Hellstrom-Lindberg developed a simple score that can identify if a patient with anemia and myelodysplasia is likely to respond to erythropoietin plus granulocyte colony stimulating factor (GCSF) therapy.
Myelodysplasia included refractory anemia, refractory anemia with ringed sideroblasts, and refractory anemia with excess blasts (RAEB).
Parameters:
(1) serum erythropoietin concentration
(2) monthly blood transfusions
Parameter |
Finding |
Points |
---|---|---|
serum erythropoietin |
< 100 IU/L |
2 |
|
100 - 500 IU/L |
1 |
|
> 500 IU/L |
-3 |
monthly blood transfusion |
< 2 units per month |
2 |
|
>= 2 units per month |
-2 |
where:
• In the implementation the average monthly blood transfusion for the past 6 months will be used to derive the monthly blood transfusion value.

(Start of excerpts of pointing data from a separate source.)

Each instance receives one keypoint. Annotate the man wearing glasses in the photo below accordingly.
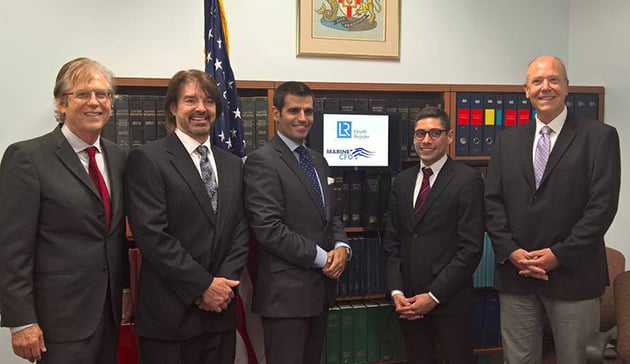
(433, 243)
(63, 253)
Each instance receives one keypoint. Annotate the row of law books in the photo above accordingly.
(406, 106)
(255, 118)
(484, 274)
(362, 196)
(135, 120)
(363, 332)
(364, 273)
(482, 116)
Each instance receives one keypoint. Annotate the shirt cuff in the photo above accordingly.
(434, 298)
(19, 328)
(345, 245)
(321, 257)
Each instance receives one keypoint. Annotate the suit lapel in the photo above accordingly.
(291, 161)
(69, 158)
(565, 138)
(443, 179)
(525, 159)
(184, 166)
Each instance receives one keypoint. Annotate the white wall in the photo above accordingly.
(598, 54)
(463, 41)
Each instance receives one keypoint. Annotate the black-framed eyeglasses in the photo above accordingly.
(433, 133)
(84, 94)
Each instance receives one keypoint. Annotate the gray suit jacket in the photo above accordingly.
(184, 244)
(57, 260)
(288, 224)
(569, 213)
(438, 251)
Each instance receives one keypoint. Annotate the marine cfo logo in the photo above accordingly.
(344, 129)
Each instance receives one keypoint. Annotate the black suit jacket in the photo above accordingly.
(58, 261)
(288, 223)
(569, 213)
(184, 244)
(439, 251)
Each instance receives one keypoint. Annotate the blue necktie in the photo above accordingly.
(307, 165)
(207, 176)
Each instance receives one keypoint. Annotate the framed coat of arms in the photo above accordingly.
(349, 28)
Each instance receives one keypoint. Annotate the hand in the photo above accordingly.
(218, 296)
(336, 262)
(127, 308)
(29, 343)
(418, 306)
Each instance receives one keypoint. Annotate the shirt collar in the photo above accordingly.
(76, 143)
(435, 167)
(289, 142)
(555, 125)
(191, 144)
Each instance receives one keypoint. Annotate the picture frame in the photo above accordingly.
(349, 28)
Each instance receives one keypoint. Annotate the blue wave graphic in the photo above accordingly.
(362, 152)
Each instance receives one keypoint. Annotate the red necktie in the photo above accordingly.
(99, 182)
(424, 190)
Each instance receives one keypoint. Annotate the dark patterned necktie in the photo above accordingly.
(207, 176)
(424, 190)
(307, 165)
(99, 182)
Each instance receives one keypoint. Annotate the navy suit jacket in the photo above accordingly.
(58, 260)
(288, 223)
(438, 251)
(184, 244)
(570, 212)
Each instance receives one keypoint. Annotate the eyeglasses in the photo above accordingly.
(85, 94)
(433, 133)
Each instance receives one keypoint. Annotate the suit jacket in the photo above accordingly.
(439, 251)
(288, 224)
(184, 244)
(57, 258)
(569, 213)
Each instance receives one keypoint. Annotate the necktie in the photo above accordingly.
(307, 165)
(542, 154)
(424, 190)
(207, 176)
(99, 182)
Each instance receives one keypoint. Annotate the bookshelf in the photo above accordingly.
(446, 96)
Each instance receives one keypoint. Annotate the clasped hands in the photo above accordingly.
(218, 296)
(335, 263)
(535, 264)
(413, 308)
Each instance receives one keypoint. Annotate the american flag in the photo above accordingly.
(228, 129)
(228, 134)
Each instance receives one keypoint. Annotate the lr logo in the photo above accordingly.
(344, 129)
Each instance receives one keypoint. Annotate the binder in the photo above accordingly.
(489, 123)
(476, 123)
(510, 106)
(524, 109)
(462, 130)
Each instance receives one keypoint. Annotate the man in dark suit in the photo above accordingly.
(433, 243)
(551, 193)
(303, 247)
(63, 253)
(186, 214)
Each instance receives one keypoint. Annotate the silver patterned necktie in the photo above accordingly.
(542, 154)
(207, 176)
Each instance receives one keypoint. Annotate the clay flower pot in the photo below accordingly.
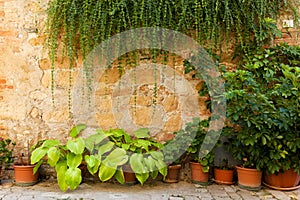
(287, 179)
(173, 174)
(223, 176)
(24, 175)
(249, 178)
(198, 176)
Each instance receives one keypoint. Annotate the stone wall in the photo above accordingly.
(27, 113)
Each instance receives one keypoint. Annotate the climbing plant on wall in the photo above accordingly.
(79, 25)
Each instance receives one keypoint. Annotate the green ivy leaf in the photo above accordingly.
(105, 148)
(37, 166)
(137, 163)
(115, 158)
(142, 177)
(93, 163)
(38, 154)
(142, 133)
(76, 146)
(119, 175)
(106, 172)
(73, 160)
(50, 143)
(76, 130)
(61, 168)
(73, 177)
(53, 156)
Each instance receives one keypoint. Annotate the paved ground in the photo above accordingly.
(151, 191)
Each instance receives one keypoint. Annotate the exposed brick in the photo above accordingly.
(8, 33)
(2, 81)
(10, 87)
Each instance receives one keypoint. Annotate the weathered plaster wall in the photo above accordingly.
(26, 110)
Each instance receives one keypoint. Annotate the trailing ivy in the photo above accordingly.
(77, 26)
(81, 24)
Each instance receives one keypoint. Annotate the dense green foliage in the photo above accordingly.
(6, 149)
(81, 24)
(264, 108)
(103, 153)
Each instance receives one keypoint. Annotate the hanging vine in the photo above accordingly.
(79, 25)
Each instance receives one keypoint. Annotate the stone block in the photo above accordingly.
(170, 103)
(173, 123)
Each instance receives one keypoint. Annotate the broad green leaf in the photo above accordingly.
(162, 167)
(264, 141)
(90, 160)
(106, 172)
(142, 177)
(53, 156)
(93, 163)
(73, 177)
(142, 133)
(61, 168)
(73, 160)
(137, 163)
(37, 166)
(150, 163)
(76, 146)
(157, 155)
(50, 143)
(38, 154)
(105, 148)
(76, 130)
(154, 174)
(125, 146)
(117, 132)
(119, 175)
(94, 139)
(115, 158)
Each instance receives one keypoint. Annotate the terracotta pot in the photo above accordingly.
(287, 179)
(173, 174)
(129, 175)
(24, 175)
(198, 176)
(223, 176)
(249, 178)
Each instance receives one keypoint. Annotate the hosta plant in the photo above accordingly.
(65, 158)
(145, 157)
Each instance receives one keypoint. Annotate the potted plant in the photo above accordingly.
(223, 174)
(6, 150)
(263, 109)
(23, 170)
(115, 153)
(200, 166)
(66, 158)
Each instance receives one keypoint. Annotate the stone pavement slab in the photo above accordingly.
(155, 190)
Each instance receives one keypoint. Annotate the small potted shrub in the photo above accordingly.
(223, 174)
(116, 154)
(6, 150)
(144, 155)
(66, 158)
(174, 152)
(263, 109)
(24, 171)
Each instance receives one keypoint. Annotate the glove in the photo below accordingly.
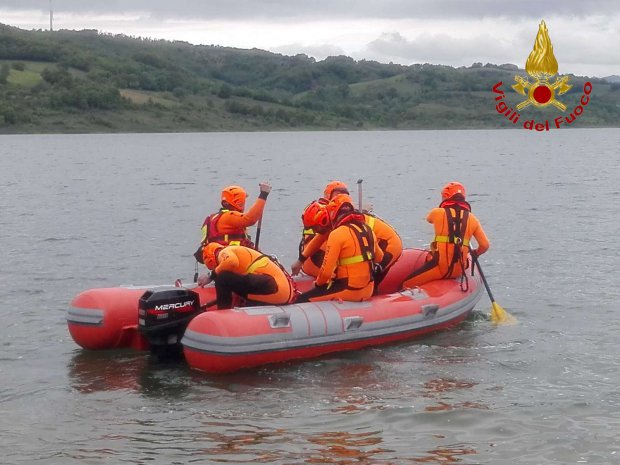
(265, 188)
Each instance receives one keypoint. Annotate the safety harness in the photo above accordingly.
(211, 232)
(457, 215)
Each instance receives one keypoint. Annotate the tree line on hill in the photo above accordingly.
(84, 81)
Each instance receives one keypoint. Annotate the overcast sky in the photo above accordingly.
(585, 34)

• The type of myelodysplasia was not used as a risk factor. Other scores consider RAEB as an indicator for a poor response.
score =
= (points for serum erythropoietin concentration) + (points for monthly blood transfusions)
Interpretation:
• minimum score: -5
• maximum score: 4
• The higher the score the more likely the patient will have a response to therapy.
Total Score |
Predicted Response |
2 to 4 |
good |
-1 to 1 |
fair (intermediate) |
-5 to -2 |
poor |
A complete response was considered maintaining a stable hemoglobin > 11.5 g/dL.
Purpose: To determine if an anemic patient with myelo-dysplasia will respond to therapy with erythropoietin plus GCSF based on the score of Hellstrom-Lindberg.